Batch predict big dataset

Hello all, I am pretty new to PyTorch, so I hope this is not too dumb a question, but I am running into a problem with prediction on a dataset using my trained PyTorch model. I have a trained model for sentiment analysis, that all went well. But I need to apply it to a dataset of about 1.1 million unlabeled texts. I have tried doing so a few times, but I tend to end up with too high RAM usage, causing either my Colab session or my own computer to crash.
Someone suggested doing the prediction in batches, but I don’t understand how I would do so. Could someone please point me in the right direction for how I am supposed to predict new labels in this use case? Any help would be greatly appreciated!

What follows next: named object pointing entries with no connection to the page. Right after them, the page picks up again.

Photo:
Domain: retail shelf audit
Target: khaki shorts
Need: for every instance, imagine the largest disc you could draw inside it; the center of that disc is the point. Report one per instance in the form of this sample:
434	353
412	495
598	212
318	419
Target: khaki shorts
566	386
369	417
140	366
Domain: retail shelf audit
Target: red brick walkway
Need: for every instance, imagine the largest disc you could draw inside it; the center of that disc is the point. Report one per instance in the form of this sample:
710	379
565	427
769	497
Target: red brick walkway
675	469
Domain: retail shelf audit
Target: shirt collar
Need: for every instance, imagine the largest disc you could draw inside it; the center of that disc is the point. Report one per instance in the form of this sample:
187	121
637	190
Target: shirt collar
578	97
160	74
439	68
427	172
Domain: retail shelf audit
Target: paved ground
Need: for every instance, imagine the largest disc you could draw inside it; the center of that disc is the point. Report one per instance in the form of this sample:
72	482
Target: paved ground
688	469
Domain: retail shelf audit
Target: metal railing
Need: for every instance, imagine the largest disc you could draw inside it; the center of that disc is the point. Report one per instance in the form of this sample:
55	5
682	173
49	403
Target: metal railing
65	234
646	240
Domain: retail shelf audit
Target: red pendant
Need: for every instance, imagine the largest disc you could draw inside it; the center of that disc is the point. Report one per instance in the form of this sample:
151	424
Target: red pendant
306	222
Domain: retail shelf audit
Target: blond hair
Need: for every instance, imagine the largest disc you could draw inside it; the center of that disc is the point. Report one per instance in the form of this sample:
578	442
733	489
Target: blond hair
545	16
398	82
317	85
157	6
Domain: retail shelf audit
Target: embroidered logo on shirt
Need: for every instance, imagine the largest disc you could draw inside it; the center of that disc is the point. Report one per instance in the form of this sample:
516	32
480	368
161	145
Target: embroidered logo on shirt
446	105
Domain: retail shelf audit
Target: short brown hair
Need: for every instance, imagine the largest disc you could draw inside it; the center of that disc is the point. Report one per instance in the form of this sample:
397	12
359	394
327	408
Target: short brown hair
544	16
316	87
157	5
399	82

I’m not sure if your use case has specific requirements, but the common approach would be to use a Dataset, wrap it in a DataLoader and process each batch using the model.
The dataloading tutorial might be a good starter.

Thank you for the suggestion! I am using the method suggested here for training the model: ML-and-Data-Analysis/RoBERTa for text classification.ipynb at master · aramakus/ML-and-Data-Analysis · GitHub
It saves the model as two files, a model.pkl and a metrics.pkl file.
Basically, I am trying to predict new labels using this model. Is the dataloader then the right approach?

In case you would like to create the predictions for a dataset, using a DataLoader sounds like a good approach. On the other hand, if you would like to get a prediction of a single sample, you could directly pass it to the model, so the “best” approach depends a bit on your use case.